Ruminal digestion by dairy cows grazing winter oats pasture supplemented with different levels and sources of protein.

Six Holstein cows fitted with ruminal cannulae were used in two simultaneous 3 x 3 Latin squares to study the effects of protein supplements on ruminal fermentation and in situ crude protein degradability. Cows rotationally grazed a winter oats (Avena sativa L.) pasture and were supplemented with one of three concentrate supplements: 1) low protein sunflower meal (L-SM); 2) high protein sunflower meal (H-SM); or 3) high protein feather meal (H-FM). Concentrates (6.5 kg/d) were offered in equal portions twice daily during milking. Ruminal pH and total volatile fatty acids concentration were unaffected by treatments. Supplementation with L-SM and H-FM decreased ruminal NH3-N concentration compared with H-SM. The concentrate with feather meal had lower effective rumen degradability of crude protein than concentrates containing sunflower meal. Effective rumen degradability of crude protein of pasture averaged 82.7%. Thirty-six multiparous Holstein cows (71 d in milk) were used in a complementary experiment to study the effect of treatments on intake, milk yield, and milk composition.
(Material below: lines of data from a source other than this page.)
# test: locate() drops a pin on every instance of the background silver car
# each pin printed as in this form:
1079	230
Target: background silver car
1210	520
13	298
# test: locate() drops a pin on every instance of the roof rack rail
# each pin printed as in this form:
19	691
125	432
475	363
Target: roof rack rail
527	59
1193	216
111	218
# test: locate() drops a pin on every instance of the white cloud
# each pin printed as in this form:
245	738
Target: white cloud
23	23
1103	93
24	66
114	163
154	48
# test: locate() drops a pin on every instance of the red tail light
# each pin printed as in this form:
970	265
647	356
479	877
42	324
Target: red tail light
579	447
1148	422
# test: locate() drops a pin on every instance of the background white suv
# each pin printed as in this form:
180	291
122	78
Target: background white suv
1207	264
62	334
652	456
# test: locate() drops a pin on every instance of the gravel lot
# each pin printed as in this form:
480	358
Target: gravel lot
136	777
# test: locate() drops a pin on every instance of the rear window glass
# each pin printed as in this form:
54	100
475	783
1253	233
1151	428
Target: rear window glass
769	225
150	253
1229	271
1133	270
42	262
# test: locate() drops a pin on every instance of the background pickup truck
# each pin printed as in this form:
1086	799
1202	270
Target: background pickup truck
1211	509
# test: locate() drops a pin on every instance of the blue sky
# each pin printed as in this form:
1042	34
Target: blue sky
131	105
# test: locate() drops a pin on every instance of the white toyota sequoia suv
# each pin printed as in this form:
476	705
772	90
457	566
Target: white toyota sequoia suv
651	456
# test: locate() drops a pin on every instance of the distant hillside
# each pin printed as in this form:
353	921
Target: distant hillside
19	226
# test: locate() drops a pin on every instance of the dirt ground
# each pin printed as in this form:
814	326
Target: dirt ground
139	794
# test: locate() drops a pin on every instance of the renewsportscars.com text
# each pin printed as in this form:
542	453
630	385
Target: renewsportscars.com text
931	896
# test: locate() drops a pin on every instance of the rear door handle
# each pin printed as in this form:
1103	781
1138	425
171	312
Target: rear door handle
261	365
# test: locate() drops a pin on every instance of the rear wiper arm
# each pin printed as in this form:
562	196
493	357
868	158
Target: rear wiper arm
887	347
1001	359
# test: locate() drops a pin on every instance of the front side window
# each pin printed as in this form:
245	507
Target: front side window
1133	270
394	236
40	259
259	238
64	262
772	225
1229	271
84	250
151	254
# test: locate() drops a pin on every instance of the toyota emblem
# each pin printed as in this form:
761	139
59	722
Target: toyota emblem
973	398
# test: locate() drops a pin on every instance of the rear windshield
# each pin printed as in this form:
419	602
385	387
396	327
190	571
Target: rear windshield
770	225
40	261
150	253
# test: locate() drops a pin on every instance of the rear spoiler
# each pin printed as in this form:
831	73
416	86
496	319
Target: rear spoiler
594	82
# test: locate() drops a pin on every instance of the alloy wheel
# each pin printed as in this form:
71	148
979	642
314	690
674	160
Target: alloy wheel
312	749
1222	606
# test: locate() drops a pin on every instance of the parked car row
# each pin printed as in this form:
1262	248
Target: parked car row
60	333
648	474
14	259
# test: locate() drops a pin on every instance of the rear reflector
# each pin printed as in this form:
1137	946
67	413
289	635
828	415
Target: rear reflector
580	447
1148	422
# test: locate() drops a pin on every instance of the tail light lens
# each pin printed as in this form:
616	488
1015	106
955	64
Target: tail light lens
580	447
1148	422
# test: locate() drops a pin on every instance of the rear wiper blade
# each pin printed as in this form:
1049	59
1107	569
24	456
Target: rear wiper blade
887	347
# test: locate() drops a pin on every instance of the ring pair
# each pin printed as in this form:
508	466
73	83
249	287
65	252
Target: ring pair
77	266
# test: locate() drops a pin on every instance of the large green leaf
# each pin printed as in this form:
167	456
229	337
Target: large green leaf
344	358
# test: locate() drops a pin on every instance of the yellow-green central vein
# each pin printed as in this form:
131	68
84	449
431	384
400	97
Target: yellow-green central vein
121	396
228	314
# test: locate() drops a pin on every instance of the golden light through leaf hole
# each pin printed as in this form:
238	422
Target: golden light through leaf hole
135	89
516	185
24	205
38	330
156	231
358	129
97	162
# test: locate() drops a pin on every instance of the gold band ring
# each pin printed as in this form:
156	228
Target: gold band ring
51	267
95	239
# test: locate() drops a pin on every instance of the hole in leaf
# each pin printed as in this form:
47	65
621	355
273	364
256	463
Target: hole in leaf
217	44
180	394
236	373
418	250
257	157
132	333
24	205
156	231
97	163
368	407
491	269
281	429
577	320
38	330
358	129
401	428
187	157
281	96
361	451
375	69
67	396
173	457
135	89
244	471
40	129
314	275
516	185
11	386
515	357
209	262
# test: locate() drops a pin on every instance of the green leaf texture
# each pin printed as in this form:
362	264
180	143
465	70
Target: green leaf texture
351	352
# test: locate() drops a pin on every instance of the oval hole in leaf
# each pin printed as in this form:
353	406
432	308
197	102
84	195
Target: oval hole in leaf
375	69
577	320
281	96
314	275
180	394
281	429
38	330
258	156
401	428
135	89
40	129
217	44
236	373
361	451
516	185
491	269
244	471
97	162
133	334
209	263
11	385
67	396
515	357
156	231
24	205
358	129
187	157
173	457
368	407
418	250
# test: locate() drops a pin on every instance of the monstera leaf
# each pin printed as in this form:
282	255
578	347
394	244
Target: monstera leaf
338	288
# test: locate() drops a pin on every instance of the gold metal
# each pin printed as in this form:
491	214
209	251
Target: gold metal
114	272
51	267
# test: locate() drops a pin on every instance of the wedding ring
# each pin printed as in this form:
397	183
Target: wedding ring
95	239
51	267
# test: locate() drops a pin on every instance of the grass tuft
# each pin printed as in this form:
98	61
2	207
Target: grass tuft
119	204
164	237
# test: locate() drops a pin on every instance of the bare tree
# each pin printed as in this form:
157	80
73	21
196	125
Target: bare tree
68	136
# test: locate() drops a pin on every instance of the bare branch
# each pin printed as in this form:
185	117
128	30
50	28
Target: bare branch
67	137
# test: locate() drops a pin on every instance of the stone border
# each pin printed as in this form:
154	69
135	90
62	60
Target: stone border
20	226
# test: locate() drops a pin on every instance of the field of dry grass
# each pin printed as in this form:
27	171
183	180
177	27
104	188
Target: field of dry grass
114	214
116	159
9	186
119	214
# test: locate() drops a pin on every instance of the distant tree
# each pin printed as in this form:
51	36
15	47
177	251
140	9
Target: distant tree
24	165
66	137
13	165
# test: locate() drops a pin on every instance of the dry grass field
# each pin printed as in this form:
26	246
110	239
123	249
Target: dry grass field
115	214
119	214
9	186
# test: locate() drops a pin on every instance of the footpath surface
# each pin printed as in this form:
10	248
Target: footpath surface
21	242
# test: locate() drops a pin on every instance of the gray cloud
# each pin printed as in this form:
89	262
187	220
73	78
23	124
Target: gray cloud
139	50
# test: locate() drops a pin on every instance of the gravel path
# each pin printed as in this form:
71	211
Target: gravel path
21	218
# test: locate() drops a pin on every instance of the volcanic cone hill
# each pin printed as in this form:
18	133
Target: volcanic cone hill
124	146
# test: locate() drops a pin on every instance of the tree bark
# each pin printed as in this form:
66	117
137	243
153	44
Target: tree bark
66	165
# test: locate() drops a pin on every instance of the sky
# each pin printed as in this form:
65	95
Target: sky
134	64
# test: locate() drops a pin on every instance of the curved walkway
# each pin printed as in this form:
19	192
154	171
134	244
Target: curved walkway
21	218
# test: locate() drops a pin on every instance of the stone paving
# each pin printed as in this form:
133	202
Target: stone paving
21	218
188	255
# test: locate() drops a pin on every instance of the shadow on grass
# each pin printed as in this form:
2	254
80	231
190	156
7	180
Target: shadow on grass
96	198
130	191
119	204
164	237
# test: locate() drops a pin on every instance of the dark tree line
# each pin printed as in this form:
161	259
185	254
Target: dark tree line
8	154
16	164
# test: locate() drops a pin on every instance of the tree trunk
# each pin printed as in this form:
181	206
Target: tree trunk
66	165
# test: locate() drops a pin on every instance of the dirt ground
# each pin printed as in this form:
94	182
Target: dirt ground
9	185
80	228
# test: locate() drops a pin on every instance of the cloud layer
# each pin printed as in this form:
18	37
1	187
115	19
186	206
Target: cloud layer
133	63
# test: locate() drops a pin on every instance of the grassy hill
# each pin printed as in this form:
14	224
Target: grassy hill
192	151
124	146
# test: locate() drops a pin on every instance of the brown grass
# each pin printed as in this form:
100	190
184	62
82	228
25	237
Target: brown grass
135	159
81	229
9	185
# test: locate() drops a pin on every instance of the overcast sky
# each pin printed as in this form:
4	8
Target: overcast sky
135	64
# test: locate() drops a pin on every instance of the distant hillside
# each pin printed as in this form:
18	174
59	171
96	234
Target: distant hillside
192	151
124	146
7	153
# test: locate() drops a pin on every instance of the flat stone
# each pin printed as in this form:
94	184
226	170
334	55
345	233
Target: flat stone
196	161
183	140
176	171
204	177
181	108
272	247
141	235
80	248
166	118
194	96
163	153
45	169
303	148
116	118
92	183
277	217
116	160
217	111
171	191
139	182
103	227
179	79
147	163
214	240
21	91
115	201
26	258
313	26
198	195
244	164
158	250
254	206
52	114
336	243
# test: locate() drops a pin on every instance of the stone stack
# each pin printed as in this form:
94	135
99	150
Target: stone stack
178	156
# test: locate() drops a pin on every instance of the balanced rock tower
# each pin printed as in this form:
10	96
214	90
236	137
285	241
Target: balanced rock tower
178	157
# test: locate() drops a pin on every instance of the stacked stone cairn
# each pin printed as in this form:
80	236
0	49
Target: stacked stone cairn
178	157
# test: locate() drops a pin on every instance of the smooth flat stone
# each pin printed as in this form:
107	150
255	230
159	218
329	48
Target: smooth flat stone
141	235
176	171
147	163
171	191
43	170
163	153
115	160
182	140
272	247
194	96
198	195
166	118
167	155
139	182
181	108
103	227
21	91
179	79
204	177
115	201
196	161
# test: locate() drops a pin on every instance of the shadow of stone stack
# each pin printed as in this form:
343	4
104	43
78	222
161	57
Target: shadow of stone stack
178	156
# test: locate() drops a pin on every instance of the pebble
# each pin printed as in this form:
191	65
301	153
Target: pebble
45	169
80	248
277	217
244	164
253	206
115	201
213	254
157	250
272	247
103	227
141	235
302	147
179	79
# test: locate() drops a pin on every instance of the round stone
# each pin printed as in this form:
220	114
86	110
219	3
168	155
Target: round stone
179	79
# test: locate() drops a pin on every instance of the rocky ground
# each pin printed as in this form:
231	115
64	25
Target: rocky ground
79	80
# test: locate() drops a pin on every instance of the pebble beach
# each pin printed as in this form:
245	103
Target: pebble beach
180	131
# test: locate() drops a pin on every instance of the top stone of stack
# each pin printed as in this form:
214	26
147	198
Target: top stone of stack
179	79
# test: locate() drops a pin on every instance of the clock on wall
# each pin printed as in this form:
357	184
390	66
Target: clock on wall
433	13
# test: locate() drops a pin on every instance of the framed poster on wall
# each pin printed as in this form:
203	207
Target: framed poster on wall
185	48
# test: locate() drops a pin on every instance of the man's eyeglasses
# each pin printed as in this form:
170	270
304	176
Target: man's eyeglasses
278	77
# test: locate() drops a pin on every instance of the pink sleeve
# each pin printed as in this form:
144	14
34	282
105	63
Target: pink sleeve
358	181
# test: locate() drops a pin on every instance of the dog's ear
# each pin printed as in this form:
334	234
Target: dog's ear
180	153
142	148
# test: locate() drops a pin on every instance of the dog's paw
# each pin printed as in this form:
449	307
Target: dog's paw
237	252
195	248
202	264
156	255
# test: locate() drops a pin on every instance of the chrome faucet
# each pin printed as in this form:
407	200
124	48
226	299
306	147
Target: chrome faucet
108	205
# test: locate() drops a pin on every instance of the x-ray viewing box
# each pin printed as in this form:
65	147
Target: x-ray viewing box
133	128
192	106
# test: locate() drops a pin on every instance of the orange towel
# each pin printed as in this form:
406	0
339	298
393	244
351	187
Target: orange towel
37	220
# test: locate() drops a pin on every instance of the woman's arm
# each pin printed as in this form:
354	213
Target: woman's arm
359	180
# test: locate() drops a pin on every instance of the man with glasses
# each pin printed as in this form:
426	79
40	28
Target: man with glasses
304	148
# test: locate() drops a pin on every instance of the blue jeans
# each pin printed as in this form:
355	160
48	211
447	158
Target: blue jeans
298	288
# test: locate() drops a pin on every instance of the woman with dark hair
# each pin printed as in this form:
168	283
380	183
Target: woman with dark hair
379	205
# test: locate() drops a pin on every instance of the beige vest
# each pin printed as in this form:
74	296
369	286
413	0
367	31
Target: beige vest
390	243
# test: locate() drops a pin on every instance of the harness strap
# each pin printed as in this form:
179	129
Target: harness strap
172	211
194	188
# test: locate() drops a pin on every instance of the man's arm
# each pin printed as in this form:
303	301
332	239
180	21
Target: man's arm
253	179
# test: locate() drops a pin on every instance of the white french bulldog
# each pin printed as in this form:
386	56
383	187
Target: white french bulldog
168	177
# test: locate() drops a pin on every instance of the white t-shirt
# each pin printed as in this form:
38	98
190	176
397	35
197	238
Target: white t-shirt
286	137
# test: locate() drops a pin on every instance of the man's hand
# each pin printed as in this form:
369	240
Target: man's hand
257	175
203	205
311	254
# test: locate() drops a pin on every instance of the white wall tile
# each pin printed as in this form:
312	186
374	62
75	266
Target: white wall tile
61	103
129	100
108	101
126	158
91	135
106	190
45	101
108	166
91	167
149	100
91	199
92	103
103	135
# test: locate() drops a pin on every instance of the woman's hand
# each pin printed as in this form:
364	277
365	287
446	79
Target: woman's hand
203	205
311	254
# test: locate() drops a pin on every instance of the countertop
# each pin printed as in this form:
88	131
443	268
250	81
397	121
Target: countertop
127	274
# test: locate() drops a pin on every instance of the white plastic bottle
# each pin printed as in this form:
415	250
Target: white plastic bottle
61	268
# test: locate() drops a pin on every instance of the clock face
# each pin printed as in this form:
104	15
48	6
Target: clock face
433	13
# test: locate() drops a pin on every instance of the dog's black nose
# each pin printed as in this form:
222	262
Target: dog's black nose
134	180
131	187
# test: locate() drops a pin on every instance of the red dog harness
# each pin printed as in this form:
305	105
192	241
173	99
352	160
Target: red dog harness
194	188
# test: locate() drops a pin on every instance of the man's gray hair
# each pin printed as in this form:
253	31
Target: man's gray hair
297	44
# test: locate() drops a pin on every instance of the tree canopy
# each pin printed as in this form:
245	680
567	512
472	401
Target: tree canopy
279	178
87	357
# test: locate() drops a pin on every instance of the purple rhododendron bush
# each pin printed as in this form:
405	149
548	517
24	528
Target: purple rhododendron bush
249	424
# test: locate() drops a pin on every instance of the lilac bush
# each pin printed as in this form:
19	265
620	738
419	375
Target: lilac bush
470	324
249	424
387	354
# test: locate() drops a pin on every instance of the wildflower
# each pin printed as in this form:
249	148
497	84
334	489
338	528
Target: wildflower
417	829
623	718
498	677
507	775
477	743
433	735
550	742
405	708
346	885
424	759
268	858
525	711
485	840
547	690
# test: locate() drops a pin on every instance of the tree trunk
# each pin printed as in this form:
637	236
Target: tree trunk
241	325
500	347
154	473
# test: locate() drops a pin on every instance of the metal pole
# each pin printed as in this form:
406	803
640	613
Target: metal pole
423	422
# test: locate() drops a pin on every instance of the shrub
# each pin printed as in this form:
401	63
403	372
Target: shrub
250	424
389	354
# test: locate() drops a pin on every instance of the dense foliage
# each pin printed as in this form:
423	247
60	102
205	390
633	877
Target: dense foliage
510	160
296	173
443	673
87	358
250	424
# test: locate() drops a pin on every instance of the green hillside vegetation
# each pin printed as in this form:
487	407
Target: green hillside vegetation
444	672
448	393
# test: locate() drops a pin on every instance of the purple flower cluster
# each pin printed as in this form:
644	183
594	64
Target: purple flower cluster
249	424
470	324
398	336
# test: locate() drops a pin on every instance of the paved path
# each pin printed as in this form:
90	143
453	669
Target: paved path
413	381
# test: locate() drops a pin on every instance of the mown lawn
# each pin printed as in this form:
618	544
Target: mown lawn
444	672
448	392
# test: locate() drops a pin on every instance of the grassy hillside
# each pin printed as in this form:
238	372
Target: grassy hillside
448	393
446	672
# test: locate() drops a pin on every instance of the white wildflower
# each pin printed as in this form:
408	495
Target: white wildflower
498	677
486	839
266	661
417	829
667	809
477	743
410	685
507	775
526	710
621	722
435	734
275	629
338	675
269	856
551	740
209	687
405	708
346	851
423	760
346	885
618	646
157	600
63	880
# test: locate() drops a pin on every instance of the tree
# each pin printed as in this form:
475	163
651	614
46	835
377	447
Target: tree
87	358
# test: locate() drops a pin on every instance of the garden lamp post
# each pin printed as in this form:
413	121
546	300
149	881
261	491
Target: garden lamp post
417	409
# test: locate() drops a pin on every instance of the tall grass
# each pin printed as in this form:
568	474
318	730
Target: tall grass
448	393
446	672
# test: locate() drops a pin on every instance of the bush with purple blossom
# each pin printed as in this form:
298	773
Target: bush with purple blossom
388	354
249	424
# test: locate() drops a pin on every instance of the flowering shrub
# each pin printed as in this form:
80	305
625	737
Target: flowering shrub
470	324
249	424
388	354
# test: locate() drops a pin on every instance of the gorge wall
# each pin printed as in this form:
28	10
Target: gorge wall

Pasture (13.2 kg/d) and total (19.6 kg/d) dry matter intake (estimated using Cr2O3 as fecal marker) and milk yield (20.5 kg/d) were unaffected by level or source of protein supplemented. Intake of rumen undegradable protein in grazing dairy cows was higher when the amount of sunflower meal was increased or when feather meal was used in the supplement. However, higher rumen undegradable protein intake did not increase milk production, suggesting that rumen undegradable protein was not limiting for cows on pasture producing less than 22 kg of milk.